The idea is this: Your worst fears realized, you've got sites down, maybe all of your locations and data centers, and the clock has stopped ticking.
Except that it doesn't.
Business and people's lives need to continue. I won't go down the long tawdry list of what can kill you in the digital cloud age. Suffice to say that every exec needs to understand business continuity from the myriad angles of its internal ops, clientele, assets, and employees.
The idea behind DRaaS is to provide either failover or rapid recovery services. The services, in turn, range from site and transactional restoration to full data center/ops center parachute-in takeover. As dependency on operations and data centers can be diffuse, so are the DRaaS offerings by different vendors, most of which fall into the ISP/MSP classes for their connectivity and facilities investments and service renderings.
In my region, a number of organizations are applying thoughtfulness to how DRaaS needs to work. It's not simple, rather, a virtualization of organizational computational mechanisms and assets on a scale that keeps an organization alive during IT disasters, be they hurricanes, nine feet of snow, terrorism, cyberattack, major circuit loss, partnership loss, or subterfuge.
Well done, it's practiced and slick—if somewhat expensive. It's by no means free, but pooled risk in DRaaS may be the difference between living, being sick for perhaps a very long time, and business/organizational death.

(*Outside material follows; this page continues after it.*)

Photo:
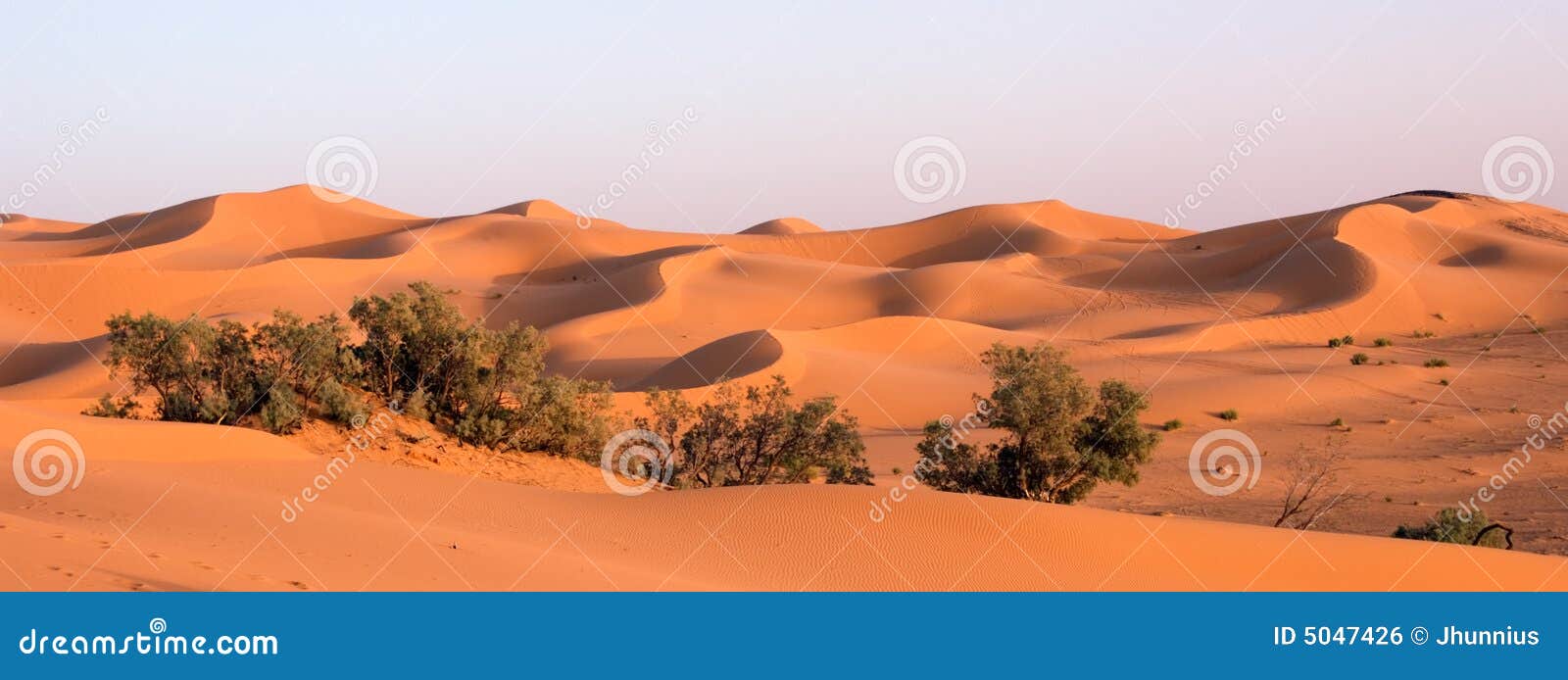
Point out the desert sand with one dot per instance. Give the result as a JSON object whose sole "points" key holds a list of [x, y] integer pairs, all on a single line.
{"points": [[888, 318]]}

DRaaS examples include, in my locale, Bluelock and Expedient. Caveat: Expedient hosts our NOC. Bluelock provides and supports multi-tiered recovery services surrounding well-known names, like VMware, and IBM, as well as storage basics via Acronis. Along the same lines, Expedient does Hyper-V and VMware replication for N+1—and the transaction tracking is up to decided skill sets. This is only the tip of the iceberg, in terms of services and asset infrastructure for both.

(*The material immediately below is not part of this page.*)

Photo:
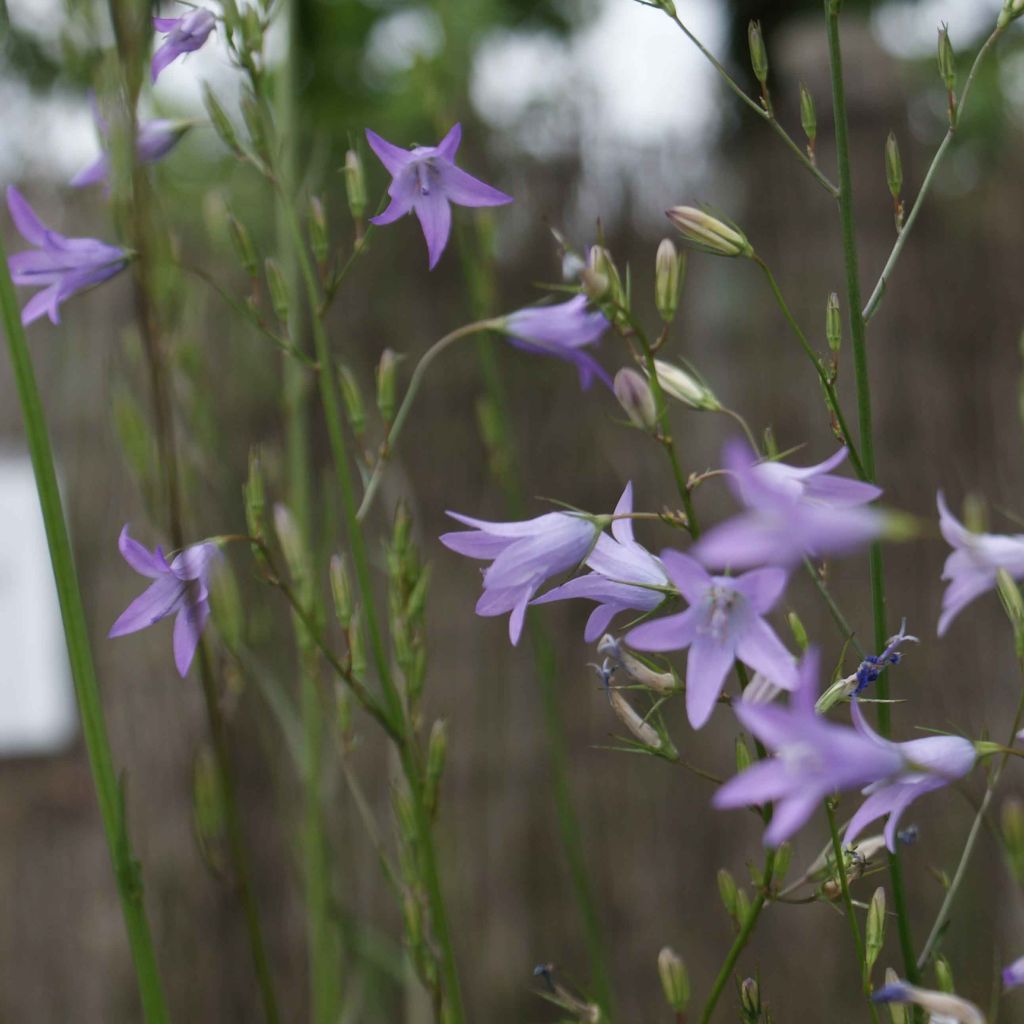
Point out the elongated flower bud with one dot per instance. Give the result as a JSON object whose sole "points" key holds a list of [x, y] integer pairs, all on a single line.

There are also concepts like virtual CoLo (co-location) that take two completely different cloud services vendors and then link cloud-based, internal cloud-based, or hybrid assets together into a joined, cohesive system for massive failover, replication, or (hopefully) rapid recovery from outage events—or geographic nexus moves, on-demand.
There are numerous devil-in-the-details to consider, ranging from expense through compliance with regulatory and compliance needs, to how varying lifecycles and employee skills can deal with disaster recovery as principle, let alone actuate recovery once a disaster trigger has occurred.
One of the trainings that ham radio operators go through to understand emergency services is to learn chains of commands, communications principles, how to take and execute orders, and even sustain themselves through the cycles of emergencies. Disaster recovery is a similar proposition. It requires planning, vendor intimacies you never thought possible, and not a small amount of imagination and creativity. At the end of the day, perhaps your business and fellow employees have a job. It's because someone thought things through, did the budget, and rose to the occasion. Neither the number of disasters nor our reliance on working IT infrastructure is diminishing.